Menurut technopedia.com, jurnalisme rakyat mengacu kepada reportase dari berita suatu event oleh anggota dari publik yang menggunakan internet untuk menyebarkan informasi. Jurnalisme rakyat mampu secara sederhana melaporkan fakta-fakta dan berita yang sebagian besar ditolak oleh perusahaan media besar. Hal ini dengan mudah menyebar melalui website pribadi, blog, blog mikro, media sosial, dan sebagainya.
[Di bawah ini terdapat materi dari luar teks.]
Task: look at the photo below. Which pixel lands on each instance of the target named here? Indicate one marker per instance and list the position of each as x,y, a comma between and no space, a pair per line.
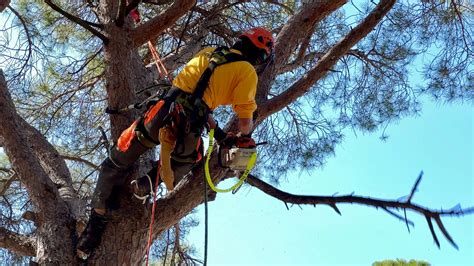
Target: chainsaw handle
219,158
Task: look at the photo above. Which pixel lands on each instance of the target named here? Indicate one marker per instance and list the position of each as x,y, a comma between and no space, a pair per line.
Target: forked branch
390,206
83,23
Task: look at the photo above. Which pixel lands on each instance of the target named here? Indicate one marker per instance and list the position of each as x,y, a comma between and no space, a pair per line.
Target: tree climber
177,121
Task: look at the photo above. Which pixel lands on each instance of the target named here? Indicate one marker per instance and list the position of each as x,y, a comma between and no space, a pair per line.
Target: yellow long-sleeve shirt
233,83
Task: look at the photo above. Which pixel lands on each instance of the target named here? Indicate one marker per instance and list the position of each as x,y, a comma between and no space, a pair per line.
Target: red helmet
261,38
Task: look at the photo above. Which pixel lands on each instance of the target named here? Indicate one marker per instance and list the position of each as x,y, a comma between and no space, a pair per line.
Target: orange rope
150,230
159,64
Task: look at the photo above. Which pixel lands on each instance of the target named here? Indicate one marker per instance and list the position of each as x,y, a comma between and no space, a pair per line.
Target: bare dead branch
85,24
433,233
387,205
461,21
19,244
155,26
415,187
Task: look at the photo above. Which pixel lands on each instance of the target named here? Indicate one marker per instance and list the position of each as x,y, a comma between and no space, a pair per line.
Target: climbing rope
150,230
207,178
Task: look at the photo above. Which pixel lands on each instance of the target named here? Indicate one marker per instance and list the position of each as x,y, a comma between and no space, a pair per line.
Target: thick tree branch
120,19
40,188
55,167
4,4
300,87
19,244
388,205
85,24
79,159
6,183
298,27
154,27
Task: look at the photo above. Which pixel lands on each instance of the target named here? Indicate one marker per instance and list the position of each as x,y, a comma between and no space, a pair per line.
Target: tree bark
19,244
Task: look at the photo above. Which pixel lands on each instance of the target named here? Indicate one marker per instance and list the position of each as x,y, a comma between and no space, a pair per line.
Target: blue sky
251,228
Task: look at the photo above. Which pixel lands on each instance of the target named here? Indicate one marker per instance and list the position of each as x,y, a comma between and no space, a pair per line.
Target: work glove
245,141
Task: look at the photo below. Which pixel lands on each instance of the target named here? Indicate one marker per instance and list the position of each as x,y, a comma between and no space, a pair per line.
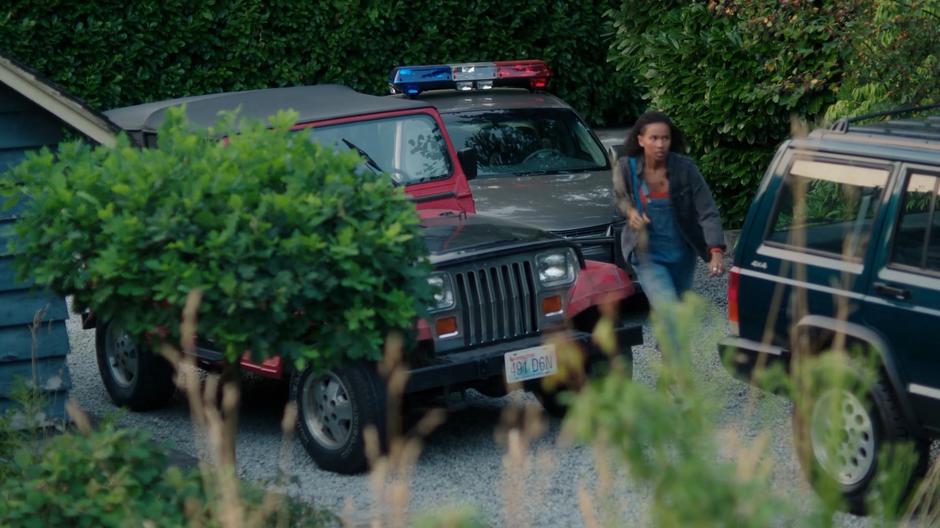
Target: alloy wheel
327,409
843,436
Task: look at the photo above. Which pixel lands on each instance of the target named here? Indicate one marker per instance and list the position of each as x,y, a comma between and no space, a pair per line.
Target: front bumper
462,368
742,357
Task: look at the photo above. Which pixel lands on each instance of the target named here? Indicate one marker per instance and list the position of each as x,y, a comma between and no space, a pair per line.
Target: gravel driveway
462,462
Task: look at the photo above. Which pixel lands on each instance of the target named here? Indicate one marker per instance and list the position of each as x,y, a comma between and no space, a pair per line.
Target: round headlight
555,268
442,292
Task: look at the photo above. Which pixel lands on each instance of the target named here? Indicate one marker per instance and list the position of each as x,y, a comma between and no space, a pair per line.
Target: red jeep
501,287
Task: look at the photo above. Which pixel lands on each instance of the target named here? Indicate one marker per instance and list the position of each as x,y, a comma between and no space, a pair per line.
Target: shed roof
57,101
313,103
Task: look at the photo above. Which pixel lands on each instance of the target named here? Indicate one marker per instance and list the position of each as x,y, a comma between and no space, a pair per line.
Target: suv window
410,148
917,240
827,207
514,142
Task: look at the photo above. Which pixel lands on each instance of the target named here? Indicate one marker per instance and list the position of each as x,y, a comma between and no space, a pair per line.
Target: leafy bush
117,477
297,252
733,74
116,53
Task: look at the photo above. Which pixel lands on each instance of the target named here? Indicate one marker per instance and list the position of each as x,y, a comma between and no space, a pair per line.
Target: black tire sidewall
367,399
153,385
883,412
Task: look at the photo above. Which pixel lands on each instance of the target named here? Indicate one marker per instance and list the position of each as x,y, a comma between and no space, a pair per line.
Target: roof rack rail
842,125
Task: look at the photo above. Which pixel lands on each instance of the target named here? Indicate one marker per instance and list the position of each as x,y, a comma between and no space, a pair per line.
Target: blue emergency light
412,80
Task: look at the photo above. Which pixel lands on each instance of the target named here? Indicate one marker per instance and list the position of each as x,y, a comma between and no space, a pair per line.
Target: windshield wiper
365,155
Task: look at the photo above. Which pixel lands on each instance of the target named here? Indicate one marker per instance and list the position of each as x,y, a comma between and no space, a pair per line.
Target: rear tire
334,408
132,374
870,424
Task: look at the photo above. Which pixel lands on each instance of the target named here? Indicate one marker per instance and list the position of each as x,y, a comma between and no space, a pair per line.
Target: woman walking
671,215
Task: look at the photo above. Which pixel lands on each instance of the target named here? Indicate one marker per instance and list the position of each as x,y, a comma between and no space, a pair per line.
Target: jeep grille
497,302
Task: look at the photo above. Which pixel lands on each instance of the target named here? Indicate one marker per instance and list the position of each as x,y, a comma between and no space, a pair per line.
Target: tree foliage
119,53
894,59
298,252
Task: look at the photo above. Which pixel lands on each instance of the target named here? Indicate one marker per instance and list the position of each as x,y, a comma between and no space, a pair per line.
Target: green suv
841,250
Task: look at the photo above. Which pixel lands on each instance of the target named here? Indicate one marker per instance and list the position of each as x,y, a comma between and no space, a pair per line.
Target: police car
538,162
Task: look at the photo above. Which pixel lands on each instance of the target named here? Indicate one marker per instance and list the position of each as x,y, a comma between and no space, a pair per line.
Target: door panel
904,300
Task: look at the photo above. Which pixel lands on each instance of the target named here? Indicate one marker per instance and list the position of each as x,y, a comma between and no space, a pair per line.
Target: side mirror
468,162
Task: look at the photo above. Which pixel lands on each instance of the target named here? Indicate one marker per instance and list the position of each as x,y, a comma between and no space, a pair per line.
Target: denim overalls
667,267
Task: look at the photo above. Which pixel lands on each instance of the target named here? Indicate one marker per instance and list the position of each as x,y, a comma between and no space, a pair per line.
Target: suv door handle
890,291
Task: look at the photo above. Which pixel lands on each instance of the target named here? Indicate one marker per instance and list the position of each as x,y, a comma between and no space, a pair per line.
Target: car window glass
828,207
513,142
917,238
409,148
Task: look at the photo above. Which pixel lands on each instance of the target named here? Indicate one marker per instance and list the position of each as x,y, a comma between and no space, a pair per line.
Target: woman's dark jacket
696,212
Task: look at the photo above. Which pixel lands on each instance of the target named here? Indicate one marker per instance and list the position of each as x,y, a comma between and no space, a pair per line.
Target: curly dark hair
633,146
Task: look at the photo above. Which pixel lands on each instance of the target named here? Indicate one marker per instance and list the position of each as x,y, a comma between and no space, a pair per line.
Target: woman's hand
716,265
637,220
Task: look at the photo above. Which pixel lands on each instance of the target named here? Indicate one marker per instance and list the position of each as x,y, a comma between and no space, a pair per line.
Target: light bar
412,80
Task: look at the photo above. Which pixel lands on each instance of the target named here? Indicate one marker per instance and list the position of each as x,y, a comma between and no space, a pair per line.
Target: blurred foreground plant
120,477
700,476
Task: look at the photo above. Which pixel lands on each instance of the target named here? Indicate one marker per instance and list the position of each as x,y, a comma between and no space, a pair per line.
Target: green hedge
120,53
733,74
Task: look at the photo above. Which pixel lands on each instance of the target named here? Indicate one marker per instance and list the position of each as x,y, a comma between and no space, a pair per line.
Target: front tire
334,408
132,374
843,453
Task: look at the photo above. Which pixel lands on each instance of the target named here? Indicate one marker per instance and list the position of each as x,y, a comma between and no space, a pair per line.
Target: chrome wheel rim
122,355
327,410
843,436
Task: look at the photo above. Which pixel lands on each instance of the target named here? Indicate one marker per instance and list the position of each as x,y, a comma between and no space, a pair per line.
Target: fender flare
878,344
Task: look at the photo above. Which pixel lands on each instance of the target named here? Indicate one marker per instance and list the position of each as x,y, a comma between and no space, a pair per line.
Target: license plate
530,363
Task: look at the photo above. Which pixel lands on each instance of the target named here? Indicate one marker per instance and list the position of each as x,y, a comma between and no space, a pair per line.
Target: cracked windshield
410,149
520,141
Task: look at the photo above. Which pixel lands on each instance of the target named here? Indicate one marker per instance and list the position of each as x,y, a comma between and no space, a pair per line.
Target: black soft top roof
313,103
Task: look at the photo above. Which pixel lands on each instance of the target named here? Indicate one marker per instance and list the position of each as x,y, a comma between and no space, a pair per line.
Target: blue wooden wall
33,338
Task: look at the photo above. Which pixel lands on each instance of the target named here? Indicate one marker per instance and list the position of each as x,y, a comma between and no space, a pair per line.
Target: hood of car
554,202
451,236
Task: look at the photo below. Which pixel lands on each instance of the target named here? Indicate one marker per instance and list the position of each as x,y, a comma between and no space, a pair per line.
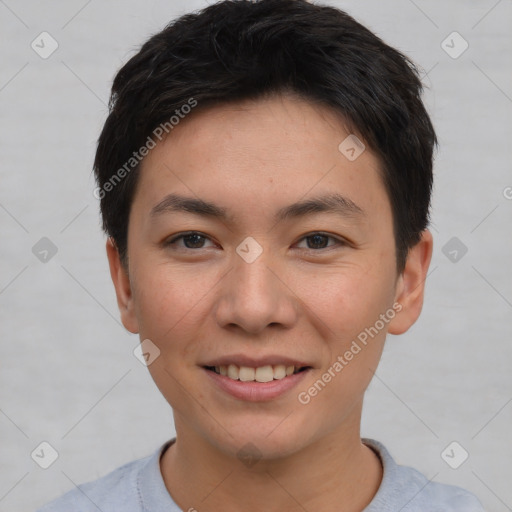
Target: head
220,125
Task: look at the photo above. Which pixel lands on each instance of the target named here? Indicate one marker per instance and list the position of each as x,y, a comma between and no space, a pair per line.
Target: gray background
68,373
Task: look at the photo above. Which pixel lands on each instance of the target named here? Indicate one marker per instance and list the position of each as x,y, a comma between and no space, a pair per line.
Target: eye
320,241
192,240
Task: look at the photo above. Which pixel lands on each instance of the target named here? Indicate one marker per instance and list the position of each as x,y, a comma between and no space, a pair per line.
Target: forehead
261,154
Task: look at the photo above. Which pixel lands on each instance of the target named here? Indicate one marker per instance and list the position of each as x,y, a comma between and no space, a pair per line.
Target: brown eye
191,240
318,241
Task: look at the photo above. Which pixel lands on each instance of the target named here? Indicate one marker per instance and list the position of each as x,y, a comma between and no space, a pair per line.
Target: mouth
267,373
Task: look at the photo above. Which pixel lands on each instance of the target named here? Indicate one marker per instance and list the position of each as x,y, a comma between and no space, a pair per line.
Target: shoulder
406,489
113,492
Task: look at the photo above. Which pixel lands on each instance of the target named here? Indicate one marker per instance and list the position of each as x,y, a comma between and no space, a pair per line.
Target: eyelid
339,241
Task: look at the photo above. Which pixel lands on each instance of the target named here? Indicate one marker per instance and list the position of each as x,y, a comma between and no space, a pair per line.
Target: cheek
168,302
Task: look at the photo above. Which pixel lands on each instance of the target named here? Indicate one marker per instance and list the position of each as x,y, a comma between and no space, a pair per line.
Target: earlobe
122,287
411,284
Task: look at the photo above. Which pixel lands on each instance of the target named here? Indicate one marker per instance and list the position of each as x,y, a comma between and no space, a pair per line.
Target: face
255,288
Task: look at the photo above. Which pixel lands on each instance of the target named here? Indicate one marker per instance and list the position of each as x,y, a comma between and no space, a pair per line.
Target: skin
202,301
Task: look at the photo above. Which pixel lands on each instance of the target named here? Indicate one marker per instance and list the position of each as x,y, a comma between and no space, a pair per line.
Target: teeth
260,374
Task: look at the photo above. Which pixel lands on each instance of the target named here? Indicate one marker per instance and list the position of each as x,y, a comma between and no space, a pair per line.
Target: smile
265,373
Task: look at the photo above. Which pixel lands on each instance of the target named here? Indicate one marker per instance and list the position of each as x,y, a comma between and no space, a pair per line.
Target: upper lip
255,362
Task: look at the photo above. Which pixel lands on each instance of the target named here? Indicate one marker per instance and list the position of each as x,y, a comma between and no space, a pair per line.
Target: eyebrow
330,203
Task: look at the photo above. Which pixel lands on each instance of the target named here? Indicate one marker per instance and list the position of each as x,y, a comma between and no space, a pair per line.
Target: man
265,176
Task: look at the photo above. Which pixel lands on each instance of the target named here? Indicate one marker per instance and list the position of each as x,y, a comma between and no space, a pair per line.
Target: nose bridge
253,296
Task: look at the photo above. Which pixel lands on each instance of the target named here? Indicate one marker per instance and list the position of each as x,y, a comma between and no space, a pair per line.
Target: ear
411,284
123,288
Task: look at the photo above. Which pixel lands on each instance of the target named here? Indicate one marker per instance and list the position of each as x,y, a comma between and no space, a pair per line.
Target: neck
335,473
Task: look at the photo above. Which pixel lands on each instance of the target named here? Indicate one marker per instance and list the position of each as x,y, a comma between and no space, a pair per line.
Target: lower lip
256,391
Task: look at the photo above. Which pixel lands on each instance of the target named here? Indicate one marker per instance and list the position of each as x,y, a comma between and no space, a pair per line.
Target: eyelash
338,241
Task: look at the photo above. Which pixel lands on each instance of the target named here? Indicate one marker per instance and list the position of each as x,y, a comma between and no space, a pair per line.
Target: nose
255,296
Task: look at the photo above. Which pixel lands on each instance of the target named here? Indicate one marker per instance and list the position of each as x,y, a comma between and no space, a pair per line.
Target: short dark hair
240,50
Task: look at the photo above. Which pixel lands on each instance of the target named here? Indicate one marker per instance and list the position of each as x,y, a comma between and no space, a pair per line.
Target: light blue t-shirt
138,486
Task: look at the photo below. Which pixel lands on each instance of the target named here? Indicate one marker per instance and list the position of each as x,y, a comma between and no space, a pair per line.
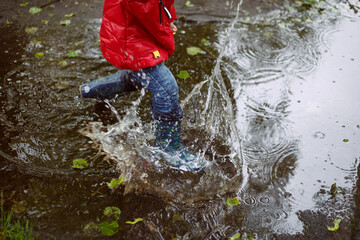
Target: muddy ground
13,15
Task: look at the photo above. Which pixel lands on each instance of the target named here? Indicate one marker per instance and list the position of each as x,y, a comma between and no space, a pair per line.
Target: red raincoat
136,34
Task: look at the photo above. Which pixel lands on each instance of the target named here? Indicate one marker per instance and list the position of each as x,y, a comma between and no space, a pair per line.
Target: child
137,36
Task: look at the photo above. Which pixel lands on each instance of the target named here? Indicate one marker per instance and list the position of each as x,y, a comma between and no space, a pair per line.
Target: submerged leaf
80,163
65,22
189,4
183,74
336,225
231,202
39,55
268,34
193,50
35,10
63,63
31,30
236,236
112,211
135,221
115,182
205,42
71,54
334,190
109,229
24,4
178,217
70,15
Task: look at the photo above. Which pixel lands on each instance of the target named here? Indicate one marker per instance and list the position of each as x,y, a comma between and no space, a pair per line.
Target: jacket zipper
162,5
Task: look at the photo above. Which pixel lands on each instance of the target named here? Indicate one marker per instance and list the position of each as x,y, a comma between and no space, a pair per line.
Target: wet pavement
283,134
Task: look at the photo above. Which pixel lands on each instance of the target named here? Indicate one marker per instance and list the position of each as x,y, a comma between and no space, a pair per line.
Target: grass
11,228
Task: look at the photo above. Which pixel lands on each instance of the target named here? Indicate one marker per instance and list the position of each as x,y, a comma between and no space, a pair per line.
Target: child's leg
165,92
168,115
108,87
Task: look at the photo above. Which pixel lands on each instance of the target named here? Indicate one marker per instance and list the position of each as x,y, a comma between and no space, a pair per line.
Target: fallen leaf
336,225
63,63
80,163
70,15
192,51
35,10
115,182
31,30
135,221
72,54
183,74
231,202
65,22
205,42
24,4
189,4
109,229
39,55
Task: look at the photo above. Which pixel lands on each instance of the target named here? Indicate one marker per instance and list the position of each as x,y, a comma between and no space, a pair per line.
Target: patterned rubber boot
167,139
107,87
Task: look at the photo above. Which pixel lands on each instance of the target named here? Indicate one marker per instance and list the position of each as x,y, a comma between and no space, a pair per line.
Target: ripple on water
343,158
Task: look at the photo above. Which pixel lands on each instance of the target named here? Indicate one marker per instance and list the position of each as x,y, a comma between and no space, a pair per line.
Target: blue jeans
165,92
158,79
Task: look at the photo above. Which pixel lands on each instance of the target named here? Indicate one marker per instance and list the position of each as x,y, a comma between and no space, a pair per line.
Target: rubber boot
108,87
167,139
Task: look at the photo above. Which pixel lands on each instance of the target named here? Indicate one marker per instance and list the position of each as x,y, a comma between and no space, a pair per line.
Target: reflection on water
270,95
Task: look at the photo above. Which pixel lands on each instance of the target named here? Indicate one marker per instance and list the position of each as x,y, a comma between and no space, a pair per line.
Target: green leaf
91,229
80,163
70,15
189,4
31,30
183,74
268,34
248,236
71,54
115,182
236,236
39,55
178,217
205,42
35,10
109,229
63,63
336,225
112,211
24,4
65,22
135,221
193,50
231,202
334,190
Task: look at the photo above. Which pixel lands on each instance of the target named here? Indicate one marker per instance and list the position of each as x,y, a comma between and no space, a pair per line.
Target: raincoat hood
136,34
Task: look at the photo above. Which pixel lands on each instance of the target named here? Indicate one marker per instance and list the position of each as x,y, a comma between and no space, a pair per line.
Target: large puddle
277,102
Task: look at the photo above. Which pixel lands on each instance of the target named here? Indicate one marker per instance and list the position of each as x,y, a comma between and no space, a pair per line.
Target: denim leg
119,83
165,92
Sedangkan menurut Allan & Torsen (2009) dan Outing (2005) dalam tulisan Lewis, dkk (2010);
Thus, in redeploying resources from print to online, newspapers not only have altered longstanding patterns of news production, but they also have opened the "gates," in many cases, to user-generated content---enabling, if not always embracing, such things as comments, photos/videos, reader blogs, and even reader-assembled news articles. This evolving spectrum of user contributions to news content can be generically referred to as "citizen journalism".
Dengan demikian dalam perpindahan sumber dari cetak ke online, koran tidak hanya merubah pola lama dari produksi berita, tapi mereka juga telah membuka "gerbang", dalam banyak kasus, ke konten yang dihasilkan pengguna, jika tidak selalu merangkul, hal-hal seperti komentar, foto,/video, pembaca blog, dan bahkan artikel berita yang disusun oleh pembaca. Spektrum perubahan dari kontribusi pengguna ke konten berita ini bisa secara umum disebut sebagai "jurnalisme rakyat".
Sehingga disini karya dari jurnalisme rakyat sendiri terbatasi pada berita saja. Akan tetapi, jurnalisme rakyat memiliki kebebasan dalam menulis dan memang lebih fleksibel. Dari kebebasan inilah malah bisa menjadi bumerang bagi jurnalisme rakyat. Mengingat konteksnya sebagai netizen journalism, jurnalisme warga menayangkan atau menyebar tulisan mereka melalui media berbasis online. Maka dari itu kebebasan ini bisa menjadi bumerang karena jika journalisme rakyat ini memberikan berita hoax atau berita yang salah akan dengan mudah tersebar dan bisa menjadikan kebingungan informasi.
Journalisme rakyat dalam pengertiannya sudah jelas membutuhkan wadah. Sekali lagi dalam konteks netizen journalism, jurnalisme rakyat menayangkan atau menyebarkan tulisannya melalui media berbasis online atau internet. Dalam kasus ini biasanya jurnalisme rakyat dipublikasikan menggunakan blog, web, media sosial, dan segala media berbasis internet lainnya.